The secret of Wagyu lies in its fat. The Wagyu meat contains lots of unsaturated fat with a very low melting point, some as low as 13°C, which is less than half as low as regular beef. This fat does not come as white streaks running through the meat, but is evenly distributed, like the pattern of marble. The result is a meat that literally dissolves and releases its rich flavor in the mouth.

Matsusaka beef comes from Mie Prefecture, Omi beef from Shiga Prefecture, and Hida beef from Gifu Prefecture. Try it as a steak, sukiyaki or shabushabu – it will be bliss on the tastebuds.

What to do

Asaichi, the morning market, has long been a feature of rural Japan. While most of them have not survived to this date, two of the remaining few are held in the Central Japan area.

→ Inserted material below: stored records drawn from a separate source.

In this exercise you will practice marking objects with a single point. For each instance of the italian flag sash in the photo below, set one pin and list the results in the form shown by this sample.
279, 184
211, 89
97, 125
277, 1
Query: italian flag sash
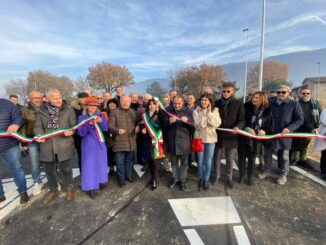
157, 139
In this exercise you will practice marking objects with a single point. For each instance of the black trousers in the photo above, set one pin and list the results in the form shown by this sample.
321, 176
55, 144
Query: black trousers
154, 166
323, 162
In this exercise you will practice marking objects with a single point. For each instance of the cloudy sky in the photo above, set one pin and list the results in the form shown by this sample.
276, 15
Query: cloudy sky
149, 37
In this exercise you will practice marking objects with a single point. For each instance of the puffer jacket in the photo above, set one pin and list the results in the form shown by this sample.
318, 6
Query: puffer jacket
206, 124
123, 119
29, 115
9, 114
61, 145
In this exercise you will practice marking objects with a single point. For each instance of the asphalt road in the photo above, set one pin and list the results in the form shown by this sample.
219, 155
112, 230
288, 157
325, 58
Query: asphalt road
262, 214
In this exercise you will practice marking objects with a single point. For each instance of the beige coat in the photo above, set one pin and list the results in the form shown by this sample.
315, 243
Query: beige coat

One of them is in Wajima, Ishikawa Prefecture. It is open 8am to noon every day bar the second and fourth Wednesday every month. With 200 stalls packed into a 360-metre stretch of the street, it is regarded as the best morning market in Japan.

Since Wajima is a fishing port, seafood can be found at virtually every stall. You can buy fresh fish just off the boat and have it made into mouthwatering sashimi, or get a steamed abalone sliced up to go for later enjoyment.

What Rugby World Cup fans can expect in Central Japan

Fresh produce: Fruits on sale at the morning market in Takayama (Getty Images)

In stark contrast to Wajima, the morning market in Takayama, Gifu Prefecture, is dominated by farm produce. Almost all of the fruits and vegetables found there are locally grown, some of them organic. Different produce like tomatoes, peaches, grapes, pears, apples and persimmons occupy the stalls according to the seasons.

It is open 7am to noon from April to November to 8am to noon from December to March.